An ship travels a distance vt (distance equals velocity times time). An observer at rest measures this distance with his own clock in units t. Someone on the ship measures a beam of light traveling perpendicular to its direction of motion to measure a beam of light to travel a distance ct', where t' is the number of units of time that someone on the ship would use. The observer at rest measures this same beam to travel a distance ct, that is traveling at an angle towards its direction of motion. You can then translate the vector vt down to the point where the photon has traveled the same distance perpendicular to the ship. This forms a right triangle. Then you can use the Pythagorean Therom to find the relation between the ship and the observer.
(ct')^2+(vt)^2=(ct)^2 Pythagorean Theorem
c^2t'^2=c^2t^2-v^2t^2 Distribute the square, and move v^2t^2 to other side
c^2t'^2=c^2t^2(1-v^2/c^2) Factor c^2t^2 from the right side
t'^2=t^2(1-v^2/c^2) Take the square root
t'=t sqrt(1-v^2/c^2) Learn to do algebra!
Notice this is not the same equation from the light clock example. People now refer to this t' as tau or the proper time.
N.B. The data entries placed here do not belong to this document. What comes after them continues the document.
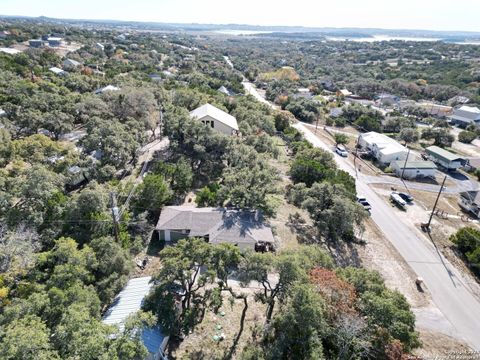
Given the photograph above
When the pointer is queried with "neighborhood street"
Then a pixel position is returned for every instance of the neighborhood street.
(449, 292)
(444, 282)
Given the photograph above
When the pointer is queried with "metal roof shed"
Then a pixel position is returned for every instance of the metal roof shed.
(129, 301)
(445, 158)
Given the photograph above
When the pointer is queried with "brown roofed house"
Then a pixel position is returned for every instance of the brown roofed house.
(244, 229)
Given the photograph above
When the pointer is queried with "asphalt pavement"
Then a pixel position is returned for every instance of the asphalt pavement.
(448, 290)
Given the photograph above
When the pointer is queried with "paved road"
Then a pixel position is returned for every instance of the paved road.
(449, 292)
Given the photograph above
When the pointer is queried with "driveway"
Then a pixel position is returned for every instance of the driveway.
(449, 291)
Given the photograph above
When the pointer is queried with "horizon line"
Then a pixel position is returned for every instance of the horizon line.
(237, 24)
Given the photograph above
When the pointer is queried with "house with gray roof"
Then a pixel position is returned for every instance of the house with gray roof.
(128, 302)
(215, 118)
(444, 158)
(244, 229)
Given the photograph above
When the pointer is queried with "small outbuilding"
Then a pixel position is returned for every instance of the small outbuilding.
(383, 148)
(107, 88)
(414, 169)
(71, 64)
(215, 118)
(128, 302)
(58, 71)
(470, 202)
(36, 43)
(54, 41)
(444, 158)
(466, 115)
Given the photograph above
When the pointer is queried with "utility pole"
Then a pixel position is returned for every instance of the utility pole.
(436, 201)
(405, 164)
(355, 153)
(115, 215)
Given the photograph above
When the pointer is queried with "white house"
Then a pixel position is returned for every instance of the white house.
(344, 92)
(414, 169)
(215, 118)
(128, 302)
(466, 115)
(224, 90)
(107, 88)
(383, 148)
(444, 158)
(58, 71)
(10, 51)
(54, 41)
(303, 93)
(71, 64)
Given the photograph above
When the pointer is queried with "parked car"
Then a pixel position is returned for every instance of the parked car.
(340, 150)
(363, 201)
(397, 199)
(407, 197)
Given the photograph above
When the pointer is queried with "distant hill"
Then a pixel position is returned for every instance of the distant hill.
(284, 73)
(283, 30)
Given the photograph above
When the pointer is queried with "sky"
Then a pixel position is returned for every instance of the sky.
(388, 14)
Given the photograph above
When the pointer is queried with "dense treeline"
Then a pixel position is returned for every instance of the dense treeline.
(68, 151)
(67, 148)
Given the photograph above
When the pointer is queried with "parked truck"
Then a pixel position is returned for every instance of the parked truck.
(397, 199)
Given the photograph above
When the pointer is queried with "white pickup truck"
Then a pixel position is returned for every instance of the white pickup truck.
(397, 199)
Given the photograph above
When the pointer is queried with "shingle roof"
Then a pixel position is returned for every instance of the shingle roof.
(442, 154)
(221, 225)
(216, 113)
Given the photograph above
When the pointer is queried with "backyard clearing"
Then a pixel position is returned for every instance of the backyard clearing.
(203, 343)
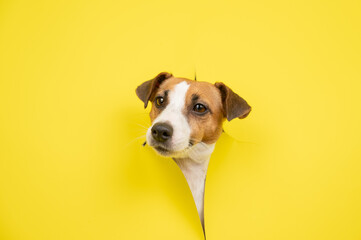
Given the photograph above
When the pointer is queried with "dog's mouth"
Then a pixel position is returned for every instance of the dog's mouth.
(162, 150)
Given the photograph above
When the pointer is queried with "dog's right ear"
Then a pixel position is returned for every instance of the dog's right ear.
(146, 90)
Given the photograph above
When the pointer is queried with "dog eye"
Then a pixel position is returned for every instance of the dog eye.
(199, 108)
(159, 101)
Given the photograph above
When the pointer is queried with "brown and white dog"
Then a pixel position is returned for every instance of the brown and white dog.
(187, 118)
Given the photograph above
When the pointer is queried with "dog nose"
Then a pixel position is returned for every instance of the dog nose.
(162, 132)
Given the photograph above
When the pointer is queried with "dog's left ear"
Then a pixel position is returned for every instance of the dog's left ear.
(233, 105)
(146, 90)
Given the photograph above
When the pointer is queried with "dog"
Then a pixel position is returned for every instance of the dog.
(187, 118)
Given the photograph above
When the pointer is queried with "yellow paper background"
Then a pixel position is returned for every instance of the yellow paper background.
(71, 161)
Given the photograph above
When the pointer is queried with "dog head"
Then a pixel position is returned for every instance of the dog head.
(187, 115)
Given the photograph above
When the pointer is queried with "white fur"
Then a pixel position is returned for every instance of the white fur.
(193, 161)
(173, 114)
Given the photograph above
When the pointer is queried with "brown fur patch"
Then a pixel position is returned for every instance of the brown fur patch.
(206, 128)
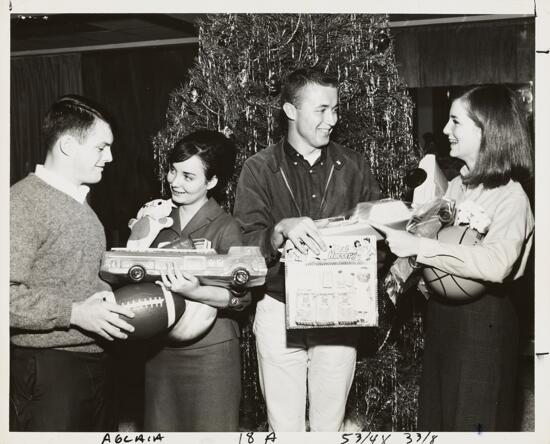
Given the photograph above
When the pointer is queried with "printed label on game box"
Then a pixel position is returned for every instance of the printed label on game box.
(336, 288)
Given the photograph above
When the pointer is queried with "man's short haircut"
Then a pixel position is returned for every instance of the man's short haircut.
(505, 151)
(298, 79)
(71, 114)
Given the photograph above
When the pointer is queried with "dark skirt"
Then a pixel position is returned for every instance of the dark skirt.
(193, 390)
(470, 365)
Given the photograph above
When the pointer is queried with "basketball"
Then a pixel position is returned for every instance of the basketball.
(448, 285)
(155, 308)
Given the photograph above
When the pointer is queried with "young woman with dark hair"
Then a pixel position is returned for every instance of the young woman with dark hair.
(471, 346)
(195, 385)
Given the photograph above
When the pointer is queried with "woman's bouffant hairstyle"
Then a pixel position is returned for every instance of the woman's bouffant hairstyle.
(505, 151)
(216, 152)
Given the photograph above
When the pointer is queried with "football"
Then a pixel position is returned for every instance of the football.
(156, 309)
(448, 285)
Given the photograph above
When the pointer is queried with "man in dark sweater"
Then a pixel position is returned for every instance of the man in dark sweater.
(282, 189)
(60, 377)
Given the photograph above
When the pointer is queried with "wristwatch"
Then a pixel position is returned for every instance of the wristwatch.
(235, 295)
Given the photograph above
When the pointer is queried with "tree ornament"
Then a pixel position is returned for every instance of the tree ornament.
(243, 78)
(194, 95)
(272, 84)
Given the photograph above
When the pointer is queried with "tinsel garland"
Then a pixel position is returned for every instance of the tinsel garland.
(234, 88)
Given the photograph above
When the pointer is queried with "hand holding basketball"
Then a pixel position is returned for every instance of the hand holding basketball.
(180, 282)
(401, 243)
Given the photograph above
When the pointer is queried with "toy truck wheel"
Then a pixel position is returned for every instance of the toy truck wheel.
(240, 276)
(136, 273)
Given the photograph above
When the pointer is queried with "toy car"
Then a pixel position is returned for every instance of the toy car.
(240, 267)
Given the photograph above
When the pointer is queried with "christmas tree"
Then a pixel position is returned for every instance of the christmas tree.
(234, 88)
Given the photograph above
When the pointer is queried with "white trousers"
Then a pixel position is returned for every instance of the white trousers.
(293, 364)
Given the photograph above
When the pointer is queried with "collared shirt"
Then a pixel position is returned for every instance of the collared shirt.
(503, 253)
(78, 193)
(308, 182)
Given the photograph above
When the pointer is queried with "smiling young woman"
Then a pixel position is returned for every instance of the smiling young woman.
(471, 345)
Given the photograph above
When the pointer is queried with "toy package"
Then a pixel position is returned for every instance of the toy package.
(336, 288)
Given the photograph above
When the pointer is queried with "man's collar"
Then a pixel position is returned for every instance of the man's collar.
(78, 193)
(332, 149)
(293, 154)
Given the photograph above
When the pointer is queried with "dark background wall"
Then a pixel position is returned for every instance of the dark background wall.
(134, 85)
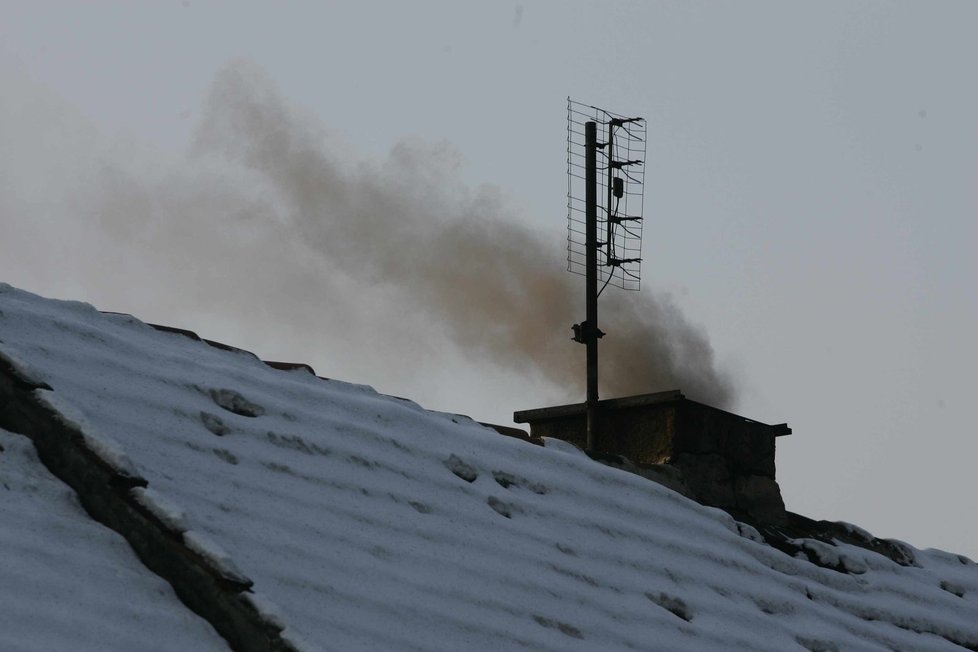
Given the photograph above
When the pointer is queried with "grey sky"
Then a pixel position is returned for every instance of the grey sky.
(811, 200)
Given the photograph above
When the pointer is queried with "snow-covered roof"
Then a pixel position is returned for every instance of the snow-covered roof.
(357, 521)
(68, 583)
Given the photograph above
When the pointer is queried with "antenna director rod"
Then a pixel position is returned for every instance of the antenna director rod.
(591, 331)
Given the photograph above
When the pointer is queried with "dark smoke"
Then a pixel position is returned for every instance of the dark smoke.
(499, 289)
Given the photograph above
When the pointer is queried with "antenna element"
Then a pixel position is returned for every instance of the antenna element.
(615, 213)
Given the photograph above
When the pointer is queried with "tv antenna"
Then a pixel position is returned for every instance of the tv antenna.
(604, 229)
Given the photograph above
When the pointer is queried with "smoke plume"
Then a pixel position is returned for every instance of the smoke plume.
(271, 220)
(498, 289)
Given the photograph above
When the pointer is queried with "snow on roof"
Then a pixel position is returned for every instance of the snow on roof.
(68, 583)
(368, 523)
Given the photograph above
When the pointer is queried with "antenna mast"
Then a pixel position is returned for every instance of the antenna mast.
(619, 212)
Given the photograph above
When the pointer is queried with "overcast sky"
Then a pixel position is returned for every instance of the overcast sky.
(811, 202)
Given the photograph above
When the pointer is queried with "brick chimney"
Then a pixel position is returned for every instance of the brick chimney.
(723, 460)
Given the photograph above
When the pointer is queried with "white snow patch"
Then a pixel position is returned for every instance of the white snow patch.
(171, 515)
(215, 556)
(22, 370)
(101, 445)
(562, 446)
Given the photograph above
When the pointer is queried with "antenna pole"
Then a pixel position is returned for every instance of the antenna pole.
(591, 263)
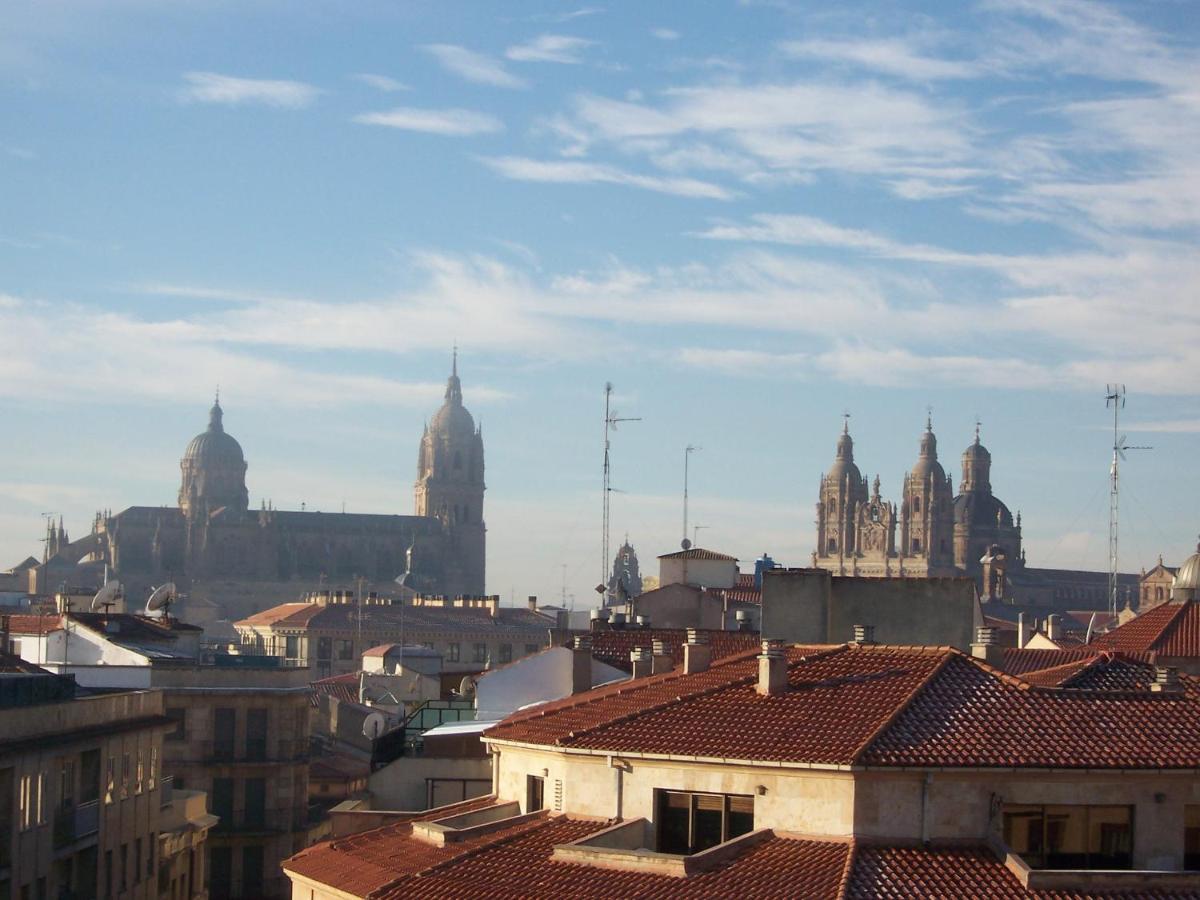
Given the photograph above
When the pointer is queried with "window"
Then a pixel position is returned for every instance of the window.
(252, 870)
(535, 793)
(180, 715)
(690, 822)
(222, 802)
(1071, 837)
(256, 733)
(225, 723)
(1192, 838)
(255, 815)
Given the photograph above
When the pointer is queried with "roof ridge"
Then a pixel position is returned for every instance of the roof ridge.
(899, 709)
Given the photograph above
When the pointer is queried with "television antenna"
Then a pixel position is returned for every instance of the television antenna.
(611, 418)
(1114, 397)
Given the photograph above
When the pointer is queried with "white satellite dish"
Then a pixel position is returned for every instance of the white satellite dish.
(161, 598)
(106, 597)
(373, 726)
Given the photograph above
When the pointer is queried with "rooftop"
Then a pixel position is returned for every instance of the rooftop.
(517, 861)
(876, 706)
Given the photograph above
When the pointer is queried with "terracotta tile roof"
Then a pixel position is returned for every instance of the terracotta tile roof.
(1167, 630)
(384, 618)
(917, 874)
(844, 695)
(880, 707)
(699, 553)
(612, 646)
(369, 862)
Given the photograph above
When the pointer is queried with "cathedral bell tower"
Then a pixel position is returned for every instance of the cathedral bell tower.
(450, 485)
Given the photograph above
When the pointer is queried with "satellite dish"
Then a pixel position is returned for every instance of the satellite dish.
(161, 598)
(373, 726)
(106, 597)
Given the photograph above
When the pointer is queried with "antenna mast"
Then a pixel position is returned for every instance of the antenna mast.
(611, 417)
(1114, 397)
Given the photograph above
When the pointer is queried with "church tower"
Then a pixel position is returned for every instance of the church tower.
(214, 471)
(927, 515)
(843, 489)
(450, 485)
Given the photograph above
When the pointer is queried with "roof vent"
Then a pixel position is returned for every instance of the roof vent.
(864, 634)
(772, 669)
(1167, 679)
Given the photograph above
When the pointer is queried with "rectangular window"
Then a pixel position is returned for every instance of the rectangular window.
(1071, 837)
(256, 733)
(180, 715)
(256, 803)
(225, 723)
(222, 802)
(535, 793)
(691, 822)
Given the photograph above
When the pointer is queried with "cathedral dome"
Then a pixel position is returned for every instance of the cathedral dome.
(214, 445)
(1188, 576)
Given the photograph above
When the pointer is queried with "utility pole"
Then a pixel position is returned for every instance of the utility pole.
(611, 417)
(1114, 397)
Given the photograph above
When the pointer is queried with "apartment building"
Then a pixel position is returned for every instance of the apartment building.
(85, 813)
(847, 771)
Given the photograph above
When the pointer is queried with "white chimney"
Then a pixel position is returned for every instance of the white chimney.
(696, 654)
(772, 669)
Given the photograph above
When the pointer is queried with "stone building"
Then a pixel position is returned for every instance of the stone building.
(216, 547)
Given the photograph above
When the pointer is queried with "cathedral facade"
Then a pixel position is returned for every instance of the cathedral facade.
(213, 537)
(930, 532)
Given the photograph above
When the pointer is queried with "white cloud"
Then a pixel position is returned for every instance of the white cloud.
(453, 123)
(588, 173)
(892, 57)
(474, 66)
(550, 48)
(383, 83)
(228, 90)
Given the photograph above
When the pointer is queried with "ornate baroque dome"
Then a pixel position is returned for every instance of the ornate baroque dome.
(214, 445)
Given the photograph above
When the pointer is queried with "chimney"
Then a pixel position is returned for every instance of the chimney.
(641, 663)
(1167, 681)
(581, 665)
(663, 661)
(987, 648)
(696, 654)
(772, 670)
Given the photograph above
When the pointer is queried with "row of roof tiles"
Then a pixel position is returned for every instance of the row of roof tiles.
(516, 862)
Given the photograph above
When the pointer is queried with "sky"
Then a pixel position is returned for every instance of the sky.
(750, 217)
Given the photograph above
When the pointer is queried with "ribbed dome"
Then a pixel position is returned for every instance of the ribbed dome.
(214, 445)
(1188, 576)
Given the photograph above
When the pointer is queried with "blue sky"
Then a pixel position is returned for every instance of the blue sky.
(749, 216)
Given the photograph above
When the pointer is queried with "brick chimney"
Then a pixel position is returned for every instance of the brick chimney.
(987, 647)
(663, 661)
(581, 665)
(1167, 679)
(696, 654)
(772, 669)
(641, 661)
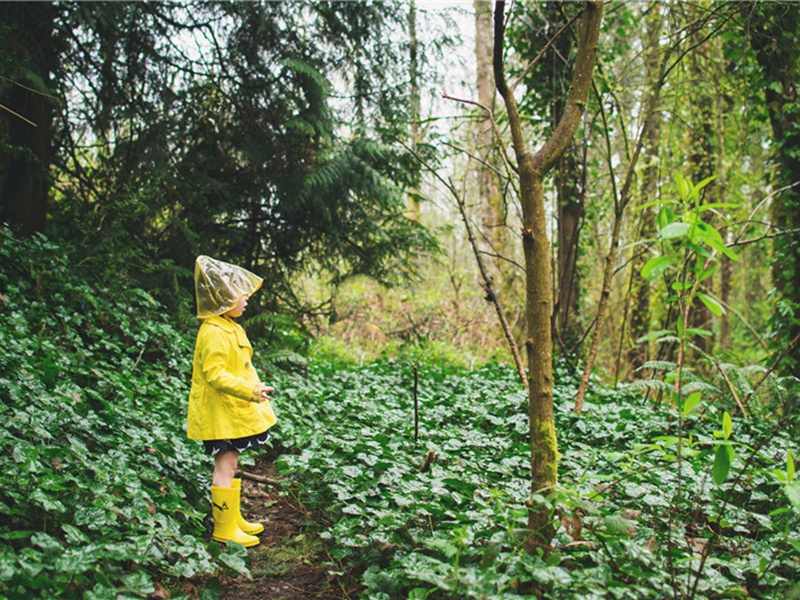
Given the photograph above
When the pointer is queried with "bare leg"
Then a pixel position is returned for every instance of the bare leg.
(225, 464)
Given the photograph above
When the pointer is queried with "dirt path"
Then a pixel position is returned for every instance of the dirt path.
(287, 565)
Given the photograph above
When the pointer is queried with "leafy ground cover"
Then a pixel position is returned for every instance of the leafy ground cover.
(443, 516)
(101, 494)
(103, 497)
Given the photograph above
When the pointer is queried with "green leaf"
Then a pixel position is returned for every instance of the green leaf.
(711, 304)
(681, 184)
(722, 465)
(674, 230)
(691, 403)
(793, 494)
(727, 425)
(617, 525)
(656, 266)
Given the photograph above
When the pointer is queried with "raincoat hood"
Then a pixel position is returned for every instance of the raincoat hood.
(218, 286)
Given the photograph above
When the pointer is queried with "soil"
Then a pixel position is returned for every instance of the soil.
(289, 562)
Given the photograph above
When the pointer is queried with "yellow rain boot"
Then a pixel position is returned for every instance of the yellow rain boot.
(225, 508)
(246, 526)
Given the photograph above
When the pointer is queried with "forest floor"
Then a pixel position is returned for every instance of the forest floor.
(289, 564)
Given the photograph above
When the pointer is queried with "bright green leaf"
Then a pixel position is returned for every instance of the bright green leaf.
(691, 403)
(711, 304)
(722, 465)
(656, 266)
(727, 425)
(674, 230)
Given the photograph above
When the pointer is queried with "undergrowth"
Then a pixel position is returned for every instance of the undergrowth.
(444, 516)
(101, 494)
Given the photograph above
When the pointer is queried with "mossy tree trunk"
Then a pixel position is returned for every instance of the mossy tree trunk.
(531, 170)
(26, 119)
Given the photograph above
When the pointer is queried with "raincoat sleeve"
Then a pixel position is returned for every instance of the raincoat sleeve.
(216, 371)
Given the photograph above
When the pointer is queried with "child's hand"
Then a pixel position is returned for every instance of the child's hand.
(261, 393)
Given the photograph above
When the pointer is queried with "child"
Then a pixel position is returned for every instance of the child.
(229, 408)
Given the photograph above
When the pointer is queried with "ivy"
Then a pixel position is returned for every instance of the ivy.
(101, 492)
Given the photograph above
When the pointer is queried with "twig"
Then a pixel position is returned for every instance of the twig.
(489, 111)
(730, 386)
(254, 477)
(772, 368)
(16, 114)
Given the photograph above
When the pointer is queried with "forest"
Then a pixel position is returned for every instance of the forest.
(530, 301)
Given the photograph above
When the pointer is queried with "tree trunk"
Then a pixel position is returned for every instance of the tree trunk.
(773, 34)
(538, 291)
(570, 197)
(638, 353)
(413, 207)
(27, 131)
(621, 202)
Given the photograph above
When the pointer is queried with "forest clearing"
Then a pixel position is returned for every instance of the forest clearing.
(519, 280)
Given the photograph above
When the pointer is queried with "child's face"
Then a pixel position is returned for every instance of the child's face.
(237, 310)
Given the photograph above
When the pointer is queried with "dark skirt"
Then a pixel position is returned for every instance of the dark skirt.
(214, 447)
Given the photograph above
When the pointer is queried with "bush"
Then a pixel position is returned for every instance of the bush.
(102, 494)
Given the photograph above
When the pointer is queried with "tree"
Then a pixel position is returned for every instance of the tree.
(531, 170)
(235, 146)
(773, 35)
(28, 58)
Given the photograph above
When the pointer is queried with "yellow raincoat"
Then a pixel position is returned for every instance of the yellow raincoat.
(223, 378)
(223, 381)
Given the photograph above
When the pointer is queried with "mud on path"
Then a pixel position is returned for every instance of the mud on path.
(289, 562)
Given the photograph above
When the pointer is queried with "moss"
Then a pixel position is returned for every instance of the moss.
(544, 449)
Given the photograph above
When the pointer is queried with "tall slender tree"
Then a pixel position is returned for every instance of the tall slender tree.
(28, 55)
(531, 170)
(774, 28)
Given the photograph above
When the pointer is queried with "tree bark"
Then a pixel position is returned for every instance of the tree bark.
(413, 206)
(773, 34)
(24, 176)
(538, 291)
(638, 353)
(621, 202)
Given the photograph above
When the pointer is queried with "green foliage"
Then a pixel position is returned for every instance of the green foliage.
(242, 152)
(445, 517)
(101, 492)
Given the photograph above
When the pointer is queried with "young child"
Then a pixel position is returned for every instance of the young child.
(229, 408)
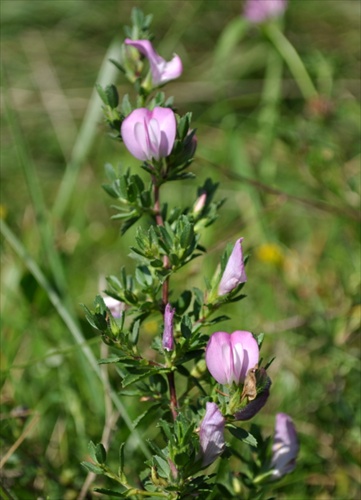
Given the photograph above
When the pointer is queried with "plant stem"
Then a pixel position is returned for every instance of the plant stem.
(165, 294)
(293, 61)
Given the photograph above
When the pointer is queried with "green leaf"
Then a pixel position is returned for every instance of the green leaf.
(92, 449)
(149, 410)
(102, 93)
(126, 107)
(186, 327)
(121, 459)
(112, 94)
(100, 453)
(117, 65)
(110, 493)
(135, 377)
(242, 435)
(135, 332)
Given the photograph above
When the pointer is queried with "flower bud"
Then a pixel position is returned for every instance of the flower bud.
(162, 71)
(115, 306)
(234, 273)
(200, 204)
(211, 434)
(255, 405)
(149, 134)
(168, 338)
(230, 356)
(259, 11)
(285, 446)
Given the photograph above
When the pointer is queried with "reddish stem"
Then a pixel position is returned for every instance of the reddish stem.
(165, 294)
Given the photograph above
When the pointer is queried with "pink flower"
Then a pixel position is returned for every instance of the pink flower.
(230, 356)
(115, 306)
(285, 446)
(149, 134)
(168, 339)
(211, 434)
(234, 273)
(258, 11)
(162, 71)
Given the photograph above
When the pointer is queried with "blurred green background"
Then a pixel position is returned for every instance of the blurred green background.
(290, 170)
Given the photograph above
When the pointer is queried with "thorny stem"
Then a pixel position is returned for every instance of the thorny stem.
(165, 293)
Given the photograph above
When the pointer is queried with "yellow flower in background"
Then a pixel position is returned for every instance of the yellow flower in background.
(3, 211)
(270, 252)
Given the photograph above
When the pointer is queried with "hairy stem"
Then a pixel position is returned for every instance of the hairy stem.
(165, 294)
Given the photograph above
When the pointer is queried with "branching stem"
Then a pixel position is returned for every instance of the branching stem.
(165, 294)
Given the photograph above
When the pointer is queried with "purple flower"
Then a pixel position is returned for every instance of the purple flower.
(168, 339)
(211, 434)
(149, 134)
(258, 403)
(285, 446)
(230, 356)
(258, 11)
(162, 71)
(234, 273)
(115, 306)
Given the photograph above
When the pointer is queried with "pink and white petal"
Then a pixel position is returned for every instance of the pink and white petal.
(168, 126)
(218, 355)
(238, 360)
(173, 69)
(144, 46)
(250, 350)
(128, 132)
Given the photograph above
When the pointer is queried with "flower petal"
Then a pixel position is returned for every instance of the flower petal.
(258, 11)
(211, 435)
(234, 273)
(250, 352)
(168, 339)
(285, 446)
(218, 357)
(149, 134)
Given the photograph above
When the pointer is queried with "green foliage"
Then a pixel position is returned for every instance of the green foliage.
(290, 171)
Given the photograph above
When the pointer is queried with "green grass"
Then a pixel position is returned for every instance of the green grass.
(291, 177)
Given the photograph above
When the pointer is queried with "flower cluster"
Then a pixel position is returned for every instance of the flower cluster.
(234, 385)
The only difference in the other time dialation formula is the time variebles are assigned differently (the other way doesn't make sense to me), and it assumes that you can find the dialated time by taking the inverse of the change in time(wrong relation to frequency). This clock doesn't tick, it is only a direct relation between the distance of the sides of a triangle, and the amount of time something would measure it to travel that distance. So in another words time does not slow down because the clock is seen to tick slower, time slows down because the clocks in the ship tick fewer times when an observer at rest sees light to travel a longer distance(all observers measure light to travel at the same speed in vacuum). Also note that these two equations can't be used together, and it has been said that Einstein even wrote this equation in his Special Theory of Relativity. I think it is the right one and the other should be thrown out. If you derive length contraction from "tau" you end up getting the same equation...